Investigators say Kania, 20, and his friends drank alcohol at the bars. After leaving the establishments, Kania is accused of driving drunk and causing the triple-fatal wrong way crash.
Kania drove his Jeep Wrangler northbound in the southbound lanes on I-85 and slammed into a Suzuki sedan driven by Felecia Harris, 49, of Charlotte, who died, authorities said. 6-year-old Jahnice Beard and 46-year-old Darlene McGee were also killed in the crash.
The attorney for Beard’s family says they do not believe the punishment for He’s Not Here is not strong enough.

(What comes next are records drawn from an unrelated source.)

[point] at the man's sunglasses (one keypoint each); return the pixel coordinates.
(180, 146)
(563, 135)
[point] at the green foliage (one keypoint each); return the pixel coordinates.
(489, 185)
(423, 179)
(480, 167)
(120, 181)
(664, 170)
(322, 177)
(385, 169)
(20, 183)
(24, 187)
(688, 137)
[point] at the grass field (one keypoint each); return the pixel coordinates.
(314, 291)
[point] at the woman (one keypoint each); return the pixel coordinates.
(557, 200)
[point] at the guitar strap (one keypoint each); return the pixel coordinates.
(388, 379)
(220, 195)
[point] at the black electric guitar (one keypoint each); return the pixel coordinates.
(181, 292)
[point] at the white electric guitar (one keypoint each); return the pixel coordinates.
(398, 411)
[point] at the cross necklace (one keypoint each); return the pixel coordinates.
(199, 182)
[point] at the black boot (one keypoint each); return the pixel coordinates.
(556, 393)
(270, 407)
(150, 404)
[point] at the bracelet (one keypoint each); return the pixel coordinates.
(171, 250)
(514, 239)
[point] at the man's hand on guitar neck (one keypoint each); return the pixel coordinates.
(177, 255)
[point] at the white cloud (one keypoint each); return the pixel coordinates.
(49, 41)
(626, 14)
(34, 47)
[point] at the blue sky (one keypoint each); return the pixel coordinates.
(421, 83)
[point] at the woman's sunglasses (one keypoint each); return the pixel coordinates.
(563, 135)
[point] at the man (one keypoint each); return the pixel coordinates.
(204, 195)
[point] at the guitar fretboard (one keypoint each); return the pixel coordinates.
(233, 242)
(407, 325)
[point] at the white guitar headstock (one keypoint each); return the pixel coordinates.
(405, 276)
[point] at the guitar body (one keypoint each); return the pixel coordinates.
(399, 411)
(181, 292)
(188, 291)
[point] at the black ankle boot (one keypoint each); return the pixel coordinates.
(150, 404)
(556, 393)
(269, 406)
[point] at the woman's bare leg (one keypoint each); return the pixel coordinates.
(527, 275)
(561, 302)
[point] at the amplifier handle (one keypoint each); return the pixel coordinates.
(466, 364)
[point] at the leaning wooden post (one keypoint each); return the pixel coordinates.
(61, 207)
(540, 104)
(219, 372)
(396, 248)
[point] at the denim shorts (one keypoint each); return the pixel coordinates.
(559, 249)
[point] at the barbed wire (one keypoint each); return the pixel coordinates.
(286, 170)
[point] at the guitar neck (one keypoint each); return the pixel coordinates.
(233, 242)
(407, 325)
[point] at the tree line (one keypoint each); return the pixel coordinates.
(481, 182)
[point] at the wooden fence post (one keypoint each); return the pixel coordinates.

“I don’t think anyone who has lost a loved one would be satisfied that that’s adequate punishment,” said Charlotte-based attorney Charles Monnett. “I would certainly have liked a higher fine, I understand the law does not permit that, but I think the law should and I think a longer suspension would be appropriate. I’d like to see 60 or 90 days at the minimum.”
He’s Not Here reached an agreement with the commission on a 30-day suspension beginning on Feb. 12. The last nine days of the suspension may be avoided if He’s Not Here pays a $5,000 fine on or before Feb. 5.

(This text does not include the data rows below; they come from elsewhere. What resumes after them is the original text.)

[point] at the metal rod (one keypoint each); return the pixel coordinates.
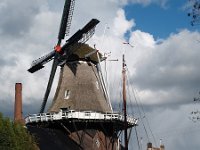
(124, 102)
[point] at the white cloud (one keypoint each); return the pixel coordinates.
(166, 74)
(121, 25)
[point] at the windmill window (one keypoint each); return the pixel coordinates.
(67, 94)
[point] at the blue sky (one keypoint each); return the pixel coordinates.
(158, 20)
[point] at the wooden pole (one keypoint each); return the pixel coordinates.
(124, 102)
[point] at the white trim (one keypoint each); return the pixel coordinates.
(81, 115)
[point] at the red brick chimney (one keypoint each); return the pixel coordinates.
(18, 103)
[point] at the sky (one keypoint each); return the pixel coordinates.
(162, 66)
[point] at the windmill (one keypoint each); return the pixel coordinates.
(61, 54)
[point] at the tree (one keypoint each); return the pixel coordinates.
(14, 136)
(195, 12)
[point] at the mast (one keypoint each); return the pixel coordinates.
(124, 103)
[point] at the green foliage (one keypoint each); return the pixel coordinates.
(14, 136)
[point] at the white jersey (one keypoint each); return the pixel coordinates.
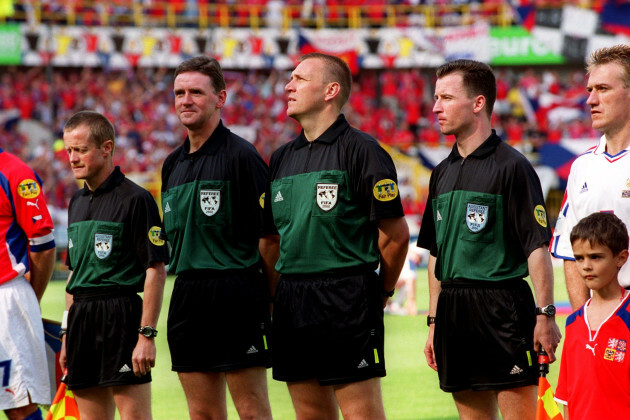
(598, 182)
(23, 364)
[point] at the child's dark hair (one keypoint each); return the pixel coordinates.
(604, 229)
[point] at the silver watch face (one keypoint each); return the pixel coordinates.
(148, 332)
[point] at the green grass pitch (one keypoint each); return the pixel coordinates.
(410, 389)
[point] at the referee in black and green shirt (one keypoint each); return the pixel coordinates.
(333, 201)
(212, 197)
(486, 228)
(115, 251)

The ABC Commission had previously recommended He’s Not Here lose all of their alcohol licenses, essentially putting them out of business. The two sides were able to reach an agreement just two weeks before the matter was expected to go in front of a judge.
ABC Commission Chairman Jim Gardner says he reluctantly approved the punishment, pointing out a judge may have handed down a softer penalty.
“We always have to make the decision of whether we can win the case,” said Gardner. “Before we thought we could have, but the judgement this time was that this was the best we could do.”
Gardner says it’s something the he hopes He’s Not Here takes seriously because one more violation and the bar will most likely have their license revoked.
“They better not come back before us again and I hope they clearly understand that,” said Gardner.
In Nov. 2015, the ABC Commission approved its punishment for La Residence, the second bar linked to a deadly July 2015 crash. La Residence was given a 50-day suspension of its alcohol license or a 14-day suspension and a $5,000 fine, which the bar’s attorney said the business would pay.
The attorney for He’s Not Here declined to comment on the suspension.